# Chart 6: Refugee Employment Regression Analysis

**Data Source:** SCB Registerdata för integration
- Table: KomMotForvBAS (Antal sysselsatta kommunmottagna flyktingar)
- URL: https://www.statistikdatabasen.scb.se/pxweb/sv/ssd/START__AA__AA0003__AA0003B/KomMotForvBAS/

**Analysis:** Regression of employment index on years since arrival in Sweden

**Methodology:**
- Track refugee cohorts (1997-2006) for up to 26 years
- Index employment to Year 1 = 100 for cross-cohort comparability
- Fit linear regression to pooled data

In [1]:
import pandas as pd
import numpy as np
from sklearn.linear_model import LinearRegression
import json

In [2]:
# Load data directly from GitHub, or replicate using instructions above
DATA_URL = "https://raw.githubusercontent.com/kelvinchwng/kelvinchwng.github.io/main/project/data/p6_raw.csv"
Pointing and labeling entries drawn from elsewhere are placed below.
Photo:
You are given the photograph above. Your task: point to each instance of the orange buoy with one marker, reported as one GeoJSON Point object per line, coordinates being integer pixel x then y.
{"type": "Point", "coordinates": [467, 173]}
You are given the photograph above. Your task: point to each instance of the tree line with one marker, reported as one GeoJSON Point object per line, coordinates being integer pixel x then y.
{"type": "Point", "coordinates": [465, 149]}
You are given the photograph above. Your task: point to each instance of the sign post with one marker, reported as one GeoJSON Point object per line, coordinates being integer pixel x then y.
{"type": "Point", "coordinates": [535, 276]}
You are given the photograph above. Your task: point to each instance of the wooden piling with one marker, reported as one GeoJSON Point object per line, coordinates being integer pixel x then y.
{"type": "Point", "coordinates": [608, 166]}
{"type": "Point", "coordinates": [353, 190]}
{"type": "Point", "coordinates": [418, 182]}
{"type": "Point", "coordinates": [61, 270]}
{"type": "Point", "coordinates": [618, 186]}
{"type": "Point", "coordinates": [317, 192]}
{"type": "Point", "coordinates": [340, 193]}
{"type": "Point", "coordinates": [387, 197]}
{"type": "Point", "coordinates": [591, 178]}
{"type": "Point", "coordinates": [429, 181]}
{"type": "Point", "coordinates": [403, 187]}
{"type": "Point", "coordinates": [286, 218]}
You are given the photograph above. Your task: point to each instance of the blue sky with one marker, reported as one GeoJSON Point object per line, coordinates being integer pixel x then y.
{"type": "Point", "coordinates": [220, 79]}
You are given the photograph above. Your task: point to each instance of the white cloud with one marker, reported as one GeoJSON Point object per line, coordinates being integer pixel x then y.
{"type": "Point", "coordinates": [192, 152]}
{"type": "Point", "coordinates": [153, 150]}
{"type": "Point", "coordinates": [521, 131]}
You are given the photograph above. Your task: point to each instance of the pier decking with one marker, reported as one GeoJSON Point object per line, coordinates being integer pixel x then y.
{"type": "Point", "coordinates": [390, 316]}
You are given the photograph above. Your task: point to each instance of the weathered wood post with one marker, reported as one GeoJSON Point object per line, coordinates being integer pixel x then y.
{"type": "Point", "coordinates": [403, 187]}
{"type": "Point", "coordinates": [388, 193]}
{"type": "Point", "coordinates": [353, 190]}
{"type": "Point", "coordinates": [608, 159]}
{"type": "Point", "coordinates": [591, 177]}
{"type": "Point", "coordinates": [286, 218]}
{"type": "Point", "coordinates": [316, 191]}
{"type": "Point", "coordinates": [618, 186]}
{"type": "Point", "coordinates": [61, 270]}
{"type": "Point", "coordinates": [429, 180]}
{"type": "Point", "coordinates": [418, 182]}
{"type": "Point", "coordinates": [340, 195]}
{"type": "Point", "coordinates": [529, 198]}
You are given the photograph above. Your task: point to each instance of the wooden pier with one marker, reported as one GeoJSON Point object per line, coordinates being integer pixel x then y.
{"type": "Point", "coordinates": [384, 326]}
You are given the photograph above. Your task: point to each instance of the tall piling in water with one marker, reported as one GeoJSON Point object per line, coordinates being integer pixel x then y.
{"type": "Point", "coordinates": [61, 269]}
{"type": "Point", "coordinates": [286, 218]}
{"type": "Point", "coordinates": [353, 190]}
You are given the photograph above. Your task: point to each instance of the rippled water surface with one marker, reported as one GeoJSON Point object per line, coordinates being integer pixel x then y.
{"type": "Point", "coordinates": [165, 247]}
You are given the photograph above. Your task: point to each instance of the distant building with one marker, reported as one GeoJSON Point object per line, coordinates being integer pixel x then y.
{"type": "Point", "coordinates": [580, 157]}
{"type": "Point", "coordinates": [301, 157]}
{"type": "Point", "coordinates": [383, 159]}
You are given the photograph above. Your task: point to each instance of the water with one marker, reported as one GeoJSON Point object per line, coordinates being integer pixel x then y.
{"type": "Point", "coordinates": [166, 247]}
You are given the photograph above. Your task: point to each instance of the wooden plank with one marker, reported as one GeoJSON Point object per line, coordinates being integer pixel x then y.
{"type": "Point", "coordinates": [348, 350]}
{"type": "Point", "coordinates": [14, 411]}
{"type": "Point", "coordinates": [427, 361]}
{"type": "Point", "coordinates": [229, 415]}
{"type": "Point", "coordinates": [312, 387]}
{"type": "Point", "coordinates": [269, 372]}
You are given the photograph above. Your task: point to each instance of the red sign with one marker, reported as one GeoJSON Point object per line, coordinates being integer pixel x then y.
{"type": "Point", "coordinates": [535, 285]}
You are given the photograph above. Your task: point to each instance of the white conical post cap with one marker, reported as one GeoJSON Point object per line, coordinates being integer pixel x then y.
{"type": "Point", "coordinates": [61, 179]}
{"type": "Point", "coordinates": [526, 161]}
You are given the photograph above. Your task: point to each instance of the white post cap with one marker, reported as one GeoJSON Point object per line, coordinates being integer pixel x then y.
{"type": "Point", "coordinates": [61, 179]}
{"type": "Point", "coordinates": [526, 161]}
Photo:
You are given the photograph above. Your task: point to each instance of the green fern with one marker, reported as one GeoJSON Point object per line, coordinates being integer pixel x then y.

# Skip the title row (row 0), use row 1 as header
df_raw = pd.read_csv(DATA_URL, encoding='utf-8', skiprows=1)

print(f"Loaded from: {DATA_URL}")
print(f"Shape: {df_raw.shape}")
print(f"\nColumns: {df_raw.columns.tolist()}")

# Preview the data
df_raw.head(10)

Loaded from: https://raw.githubusercontent.com/kelvinchwng/kelvinchwng.github.io/main/project/data/p6_raw.csv
Shape: (27, 29)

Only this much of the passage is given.